Panel Reaffirms Support for Private Company Standards Board
A blue-ribbon panel composed of representatives from the National Association of State Boards of Accountancy (NASBA), the Financial Accounting Foundation (FAF) and the AICPA have, after meeting for the fifth time on Dec. 10, reaffirmed its initial recommendation that there should be a separate standards setting board responsible for private company accounting issues.
Having done this, the panel is currently working on drafting a report that will explain specifically how this proposed private company standards board would work, including how it might coordinate with the already existing Financial Accounting Standards Board (FASB), what the board’s mission would be, how it would be structured and how it could be funded.
This report is expected to be completed and submitted to the FAF’s Board of Trustees early next year. The board will then deliberate and compose an action plan which will subsequently be released to the public.
The panel’s statement did not say whether there was a similar reaffirmation of the other major component of the panel’s initial set of recommendations, the creation of a modified Generally Accepted Accounting Principles (GAAP) for use by private companies. The statement only said that the panel “continued discussion” on this recommendation.

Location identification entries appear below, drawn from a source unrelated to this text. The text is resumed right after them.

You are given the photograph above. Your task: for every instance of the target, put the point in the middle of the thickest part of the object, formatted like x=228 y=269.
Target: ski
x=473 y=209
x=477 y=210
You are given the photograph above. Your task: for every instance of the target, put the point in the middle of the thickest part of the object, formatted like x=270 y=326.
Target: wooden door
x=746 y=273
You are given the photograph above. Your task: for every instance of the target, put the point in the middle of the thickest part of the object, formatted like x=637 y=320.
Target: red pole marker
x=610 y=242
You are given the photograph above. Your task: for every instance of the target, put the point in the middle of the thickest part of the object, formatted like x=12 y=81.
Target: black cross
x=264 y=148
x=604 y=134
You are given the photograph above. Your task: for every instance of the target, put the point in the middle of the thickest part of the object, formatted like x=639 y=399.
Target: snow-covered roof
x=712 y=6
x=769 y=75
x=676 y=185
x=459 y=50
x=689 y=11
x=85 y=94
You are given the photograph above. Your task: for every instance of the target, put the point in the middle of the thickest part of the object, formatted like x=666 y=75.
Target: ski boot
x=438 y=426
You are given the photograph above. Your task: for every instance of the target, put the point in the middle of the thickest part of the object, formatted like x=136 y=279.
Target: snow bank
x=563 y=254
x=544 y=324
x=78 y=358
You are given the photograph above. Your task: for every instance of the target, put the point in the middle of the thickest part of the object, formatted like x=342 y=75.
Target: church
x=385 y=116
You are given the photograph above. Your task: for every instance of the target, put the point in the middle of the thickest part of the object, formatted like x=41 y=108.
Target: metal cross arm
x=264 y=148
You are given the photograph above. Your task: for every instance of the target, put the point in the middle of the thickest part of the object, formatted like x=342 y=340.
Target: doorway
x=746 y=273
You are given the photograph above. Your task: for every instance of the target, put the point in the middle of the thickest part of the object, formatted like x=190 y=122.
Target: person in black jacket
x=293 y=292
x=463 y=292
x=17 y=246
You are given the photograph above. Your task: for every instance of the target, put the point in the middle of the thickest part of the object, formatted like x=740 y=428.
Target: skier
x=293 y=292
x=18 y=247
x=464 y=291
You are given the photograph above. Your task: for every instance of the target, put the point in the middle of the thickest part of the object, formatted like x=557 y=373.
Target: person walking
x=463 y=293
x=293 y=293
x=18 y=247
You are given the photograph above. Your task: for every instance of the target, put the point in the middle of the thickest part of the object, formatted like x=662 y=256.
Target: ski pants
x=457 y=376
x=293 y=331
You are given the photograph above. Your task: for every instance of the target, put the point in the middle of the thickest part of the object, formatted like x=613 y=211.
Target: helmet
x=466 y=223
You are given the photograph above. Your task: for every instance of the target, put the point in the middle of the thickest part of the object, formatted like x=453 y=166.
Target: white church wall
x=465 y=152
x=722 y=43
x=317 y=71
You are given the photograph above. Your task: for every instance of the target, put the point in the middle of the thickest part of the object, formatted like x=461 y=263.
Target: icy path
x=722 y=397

The panel was initially convened in 2009 in order to address what its members saw as systemic problems in the current standards setting process as it related to private companies. In an article covering this topic, printed in the Nov. 15 issue of the Trusted Professional, NYSSCPA member Daniel J. Noll, who serves as director of accounting standards with the AICPA, said that the panel felt there are too many GAAP standards that aren’t relevant to private companies, such as disclosure of goodwill impairments.